The histological hematoxylin-eosin stained sample slides were digitized using Aperio AT2 Console, Leica Biosystems Imaging Inc., Nussloch, Germany. The different epithelial lesions were pointed out and marked by expert gastrointestinal pathologist (T. J. K.). The immunohistochemical evaluation was done using regular light microscopy relating the sample material to the annotations in the H-E-stainings. The intensity and extent of different TLR expression in all epithelial cells in the each type of lesion, including normal squamous epithelium, columnar metaplasia and dysplasia, and carcinoma, was assessed semiquantitatively by two independent investigators (O. H and H. H.), as described previously.7,11 For interobserver calibration, a training set of samples were jointly evaluated and scored. The investigators were blinded to the clinical data and each other’s assessments. Assessment of the staining intensity was done using a 4-point scale from 0 (negative) to 1 (weak), 2 (moderate) and 3 (strong) according to most prevalent positive expression score.
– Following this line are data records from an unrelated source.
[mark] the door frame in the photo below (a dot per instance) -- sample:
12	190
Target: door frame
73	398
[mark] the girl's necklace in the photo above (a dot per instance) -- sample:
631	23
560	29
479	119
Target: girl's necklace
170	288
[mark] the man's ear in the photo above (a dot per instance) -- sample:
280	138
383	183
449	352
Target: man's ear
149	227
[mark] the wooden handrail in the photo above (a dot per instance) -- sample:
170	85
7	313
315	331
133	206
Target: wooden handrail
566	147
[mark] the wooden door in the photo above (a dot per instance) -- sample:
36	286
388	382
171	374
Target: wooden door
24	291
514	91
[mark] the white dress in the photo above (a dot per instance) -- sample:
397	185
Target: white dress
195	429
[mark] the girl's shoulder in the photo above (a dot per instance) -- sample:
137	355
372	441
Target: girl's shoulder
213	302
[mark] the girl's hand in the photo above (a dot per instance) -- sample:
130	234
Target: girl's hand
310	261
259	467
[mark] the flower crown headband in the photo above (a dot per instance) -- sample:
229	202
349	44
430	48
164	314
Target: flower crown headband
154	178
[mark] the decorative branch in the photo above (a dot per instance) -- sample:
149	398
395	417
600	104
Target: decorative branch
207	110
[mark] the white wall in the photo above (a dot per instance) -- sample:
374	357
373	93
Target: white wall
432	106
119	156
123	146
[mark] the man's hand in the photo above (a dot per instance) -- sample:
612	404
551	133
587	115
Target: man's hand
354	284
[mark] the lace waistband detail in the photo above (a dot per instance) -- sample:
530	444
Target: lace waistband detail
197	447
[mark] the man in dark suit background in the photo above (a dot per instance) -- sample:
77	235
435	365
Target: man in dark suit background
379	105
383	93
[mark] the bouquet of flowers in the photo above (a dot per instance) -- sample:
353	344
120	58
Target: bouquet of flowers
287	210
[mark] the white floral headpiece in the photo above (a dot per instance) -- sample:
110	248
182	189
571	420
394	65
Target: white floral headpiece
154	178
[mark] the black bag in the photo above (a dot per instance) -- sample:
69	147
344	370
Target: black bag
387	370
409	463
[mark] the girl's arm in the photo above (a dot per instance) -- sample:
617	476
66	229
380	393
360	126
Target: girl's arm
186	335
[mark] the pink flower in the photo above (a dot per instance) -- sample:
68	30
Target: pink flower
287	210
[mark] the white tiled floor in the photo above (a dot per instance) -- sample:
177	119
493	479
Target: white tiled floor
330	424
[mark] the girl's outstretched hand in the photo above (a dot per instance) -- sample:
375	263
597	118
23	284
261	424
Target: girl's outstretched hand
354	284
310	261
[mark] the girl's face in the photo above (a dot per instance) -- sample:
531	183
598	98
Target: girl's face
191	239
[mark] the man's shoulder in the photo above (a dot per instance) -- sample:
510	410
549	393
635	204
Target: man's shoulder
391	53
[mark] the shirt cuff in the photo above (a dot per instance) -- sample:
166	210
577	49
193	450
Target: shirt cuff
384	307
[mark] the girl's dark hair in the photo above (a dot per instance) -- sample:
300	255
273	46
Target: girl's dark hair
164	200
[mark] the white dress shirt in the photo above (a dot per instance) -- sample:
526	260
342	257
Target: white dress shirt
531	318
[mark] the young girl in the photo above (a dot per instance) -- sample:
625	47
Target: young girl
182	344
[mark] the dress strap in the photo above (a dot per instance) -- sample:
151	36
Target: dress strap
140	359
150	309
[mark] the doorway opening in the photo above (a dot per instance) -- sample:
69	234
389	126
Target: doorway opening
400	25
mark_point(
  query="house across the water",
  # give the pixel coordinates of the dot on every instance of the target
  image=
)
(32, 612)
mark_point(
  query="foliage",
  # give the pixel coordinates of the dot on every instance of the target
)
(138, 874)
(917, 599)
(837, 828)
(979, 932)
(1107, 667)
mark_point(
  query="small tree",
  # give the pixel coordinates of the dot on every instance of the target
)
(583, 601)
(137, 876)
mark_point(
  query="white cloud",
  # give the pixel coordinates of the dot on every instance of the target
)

The extent of the staining was expressed as a percentage (0–100%) of the stained epithelial cells of lesion type. Percentage of the nuclei of the epithelial cells in the samples was similarly determined. Immune cells and stromal cells were not included in these analyses.

Before the beginning of the assessment, it was determined that if the values assessed by the investigators differed by one step in intensity or 30% in percentage, mean value of these two values would be used.7,11 In cases of more extensive differences between the investigators, a consensus would be reached by discussion with a third investigator (T. J. K.). None of the differences between the assessments exceeded these predetermined values. Thus, all of the values are means of intensities and percentages from two assessors.

Histoscore was then counted for each sample by multiplying the staining intensity by the percentage, resulting a number between 0 and 300. Expression levels were further dichotomized by dividing the histoscore by its median (95 for TLR3, 200 for TLR7 and 150 for TLR8) to weak and strong expression categories for further analysis. Nuclear staining was dichotomized to be either “absent” (percentage of 0) or “present” (percentage of >0).

Statistical analysis

We used IBM SPSS Statistics 22.0 (IBM corp.) for statistical analyses. To compare TLRs expression between different lesions we used Kruskall–Wallis due to skewed distributions. The chi-square test was used to calculate statistically significant differences between prognostic and clinicopathologic variables. Life tables were calculated according to the Kaplan–Meier method, and the survival curves were compared using the log-rank test. Cox proportional hazards model with backward selection was used for multivariate analysis with following covariates: Age, gender, T-stage, N-stage, M-stage and grade of differentiation.

Disclosure of potential conflicts of interest

No potential conflicts of interest were disclosed.

Acknowledgments

We thank Erja Tomperi and Riitta Vuento for their excellent technical assistance, as well as statistician Pasi Ohtonen for his help with statistical problems.

Funding

This work was supported by grants from the Päivikki and Sakari Sohlberg Foundation (H. H.), the Emil Aaltonen Foundation (H. H), Georg C. and Mary Ehrnroot Foundation (H. H., J. H. K.), and the Finnish Medical Foundation (H. H., J. H. K.).